Some people point to the troubled Affordable Care Act as a perfect example of governmental overreach, bloat, and failure. The leaders who have called for its repeal for years are now poised to make that a reality. Some see the result of the election as a mandate to get rid of this flawed law and save the American people a ton of money. I get it—I, too, am wary of government intervention in my personal business. I have no desire to see the creation of a giant bureaucracy where the actual delivery of service takes a backseat to corruption and self-preservation. It’s easy to just give up on the idea that government is capable of doing anything well. Indeed, it was President Ronald Regan who famously said, “The nine most terrifying words in the English language are ‘I’m from the government and I’m here to help.'” This is one of the guiding principles of the Republican party. Government is thought of as inept, wasteful, and a downright danger to its people. However, Regan’s quote doesn’t quite square with that of another beloved Republican President, Abraham Lincoln, who said in his Gettysburg Address, “government of the people, by the people, for the people, shall not perish from this earth.” Lincoln reminds us that the American government is not comprised of alien life forms from the planet Governmentia. The American government is made up of American people. Does a belief in the ineptitude of the American government equate to a belief in the ineptitude of the American people? Is our “shining city upon a hill” filled with idiots who can’t govern themselves? Of course not—we are a people capable of extraordinary accomplishments as individuals, groups, and even as a government. The ACA isn’t failing because government can’t succeed. If anything, its problems are proof that the answer can’t come from just one side of the aisle.

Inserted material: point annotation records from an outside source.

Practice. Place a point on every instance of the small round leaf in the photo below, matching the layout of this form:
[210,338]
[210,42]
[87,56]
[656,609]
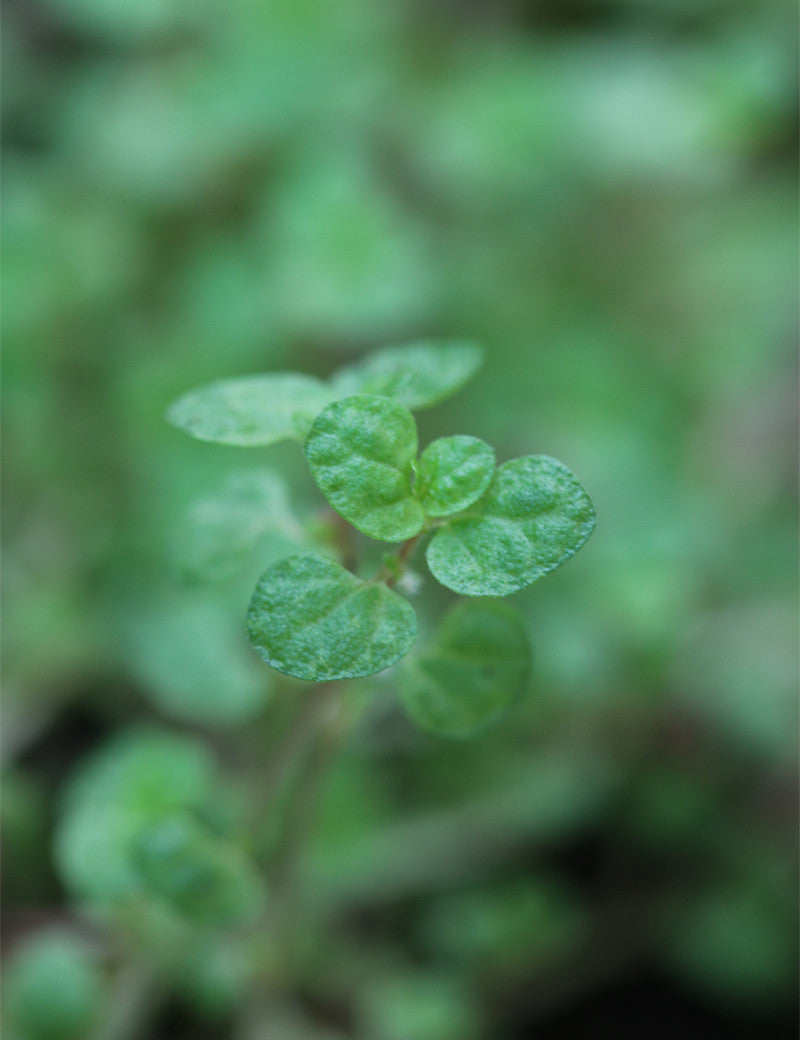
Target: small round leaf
[53,989]
[361,451]
[454,472]
[311,619]
[533,518]
[253,410]
[418,374]
[473,672]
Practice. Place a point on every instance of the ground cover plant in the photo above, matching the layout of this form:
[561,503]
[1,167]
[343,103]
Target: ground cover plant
[597,834]
[493,530]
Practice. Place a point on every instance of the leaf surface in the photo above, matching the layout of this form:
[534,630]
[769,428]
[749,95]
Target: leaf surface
[253,410]
[361,451]
[198,874]
[417,374]
[311,619]
[472,673]
[454,472]
[534,517]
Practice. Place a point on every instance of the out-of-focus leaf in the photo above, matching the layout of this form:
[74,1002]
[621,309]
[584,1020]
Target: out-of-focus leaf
[250,411]
[453,472]
[200,876]
[53,988]
[533,518]
[362,451]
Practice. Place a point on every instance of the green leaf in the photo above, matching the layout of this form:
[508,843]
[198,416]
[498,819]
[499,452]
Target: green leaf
[533,518]
[418,374]
[199,875]
[251,510]
[191,656]
[136,778]
[452,473]
[252,410]
[472,673]
[53,988]
[312,619]
[361,451]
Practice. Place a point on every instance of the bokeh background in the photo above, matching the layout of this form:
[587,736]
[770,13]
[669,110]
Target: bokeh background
[602,192]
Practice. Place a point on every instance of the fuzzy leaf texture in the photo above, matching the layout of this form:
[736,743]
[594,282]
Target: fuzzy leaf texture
[132,781]
[251,411]
[361,451]
[52,988]
[452,473]
[534,517]
[311,619]
[476,667]
[418,374]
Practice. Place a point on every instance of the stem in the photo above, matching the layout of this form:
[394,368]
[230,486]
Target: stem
[300,734]
[390,575]
[135,1001]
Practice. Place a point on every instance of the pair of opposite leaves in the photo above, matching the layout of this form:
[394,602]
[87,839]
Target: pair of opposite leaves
[314,620]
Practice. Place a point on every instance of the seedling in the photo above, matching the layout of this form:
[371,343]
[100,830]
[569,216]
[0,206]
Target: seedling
[489,530]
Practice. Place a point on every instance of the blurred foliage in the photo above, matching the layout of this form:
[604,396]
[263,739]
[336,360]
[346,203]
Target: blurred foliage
[601,191]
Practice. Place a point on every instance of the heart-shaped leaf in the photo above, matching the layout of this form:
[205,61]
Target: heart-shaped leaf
[253,410]
[472,673]
[417,374]
[361,451]
[312,619]
[452,473]
[534,517]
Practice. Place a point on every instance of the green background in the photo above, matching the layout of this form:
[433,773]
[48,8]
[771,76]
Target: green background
[602,193]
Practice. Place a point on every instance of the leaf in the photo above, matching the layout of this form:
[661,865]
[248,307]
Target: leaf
[252,410]
[224,528]
[473,672]
[533,518]
[199,875]
[361,451]
[312,619]
[191,656]
[418,374]
[53,988]
[452,473]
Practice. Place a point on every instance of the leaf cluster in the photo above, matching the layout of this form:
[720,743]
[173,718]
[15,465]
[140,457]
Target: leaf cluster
[490,530]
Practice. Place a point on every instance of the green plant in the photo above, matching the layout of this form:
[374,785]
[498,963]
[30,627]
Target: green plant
[490,530]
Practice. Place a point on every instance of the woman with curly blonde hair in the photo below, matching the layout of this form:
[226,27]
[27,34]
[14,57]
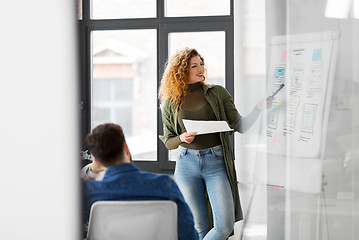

Democrats and Republicans share a relationship of balance. They need each other to see what they are missing, and to see issues from all perspectives, not just their own. I don’t blame either side for the current situation, but I do have a suggestion regarding how we can make the needed changes to this law and avoid many of the new pitfalls that could occur. The first thing we need to do is simply admit to ourselves the obvious: we all, every single one of us, want to be able to see a doctor when the need arises. It comes with living, doesn’t it? At some point in our lives, we will need to visit a health care professional because, well, things happen. Could we also agree that we would rather not be driven into bankruptcy just because we needed to see a doctor? Access to affordable and competent health care is a key element of the happiness we’re all trying to pursue. Although it might be selfish to frame the concept in this fashion, we at least want this for ourselves. I might even go so far as to say we expect it. If this is true, this near consensus elevates the issue beyond the petty playing fields of commerce and trade, and onto the hallowed ground of human rights and morality. If we truly want affordable health care for ourselves then that means we all feel the same way about the same thing. This is power—an irresistible power! It is the will of the people. That power is ours! It belongs to each and every one of us. After we admit this fundamental truth to ourselves, we can then set upon the task of electing representatives who will concentrate on the best way to provide access to quality, affordable health care for all Americans, and do so together as one legislative body. Of course, Democrats will stay Democrats and Republicans will stay Republicans, but now they will work together because we, their bosses, demand it and are watching. If Democrats and Republicans worked together to find the best solution for our health care crisis, I believe an answer that truly works for all Americans can be found. Otherwise, we run the risk of just jumping from one failed system to another, just as the political pendulum swings from one extreme to another.
I believe in America. I believe that we are a great nation capable of putting our differences aside and setting our course toward truth. Our previous great generations fought and won world wars and turned back those that threatened our freedoms. Our previous great generations put a man on the moon. The path to our present greatness lies before us. Not in military conquest or space exploration, but in the creation of a new American civil right—the universal right to health. To achieve this, we must work together to create this new American masterpiece. What else would a great nation do?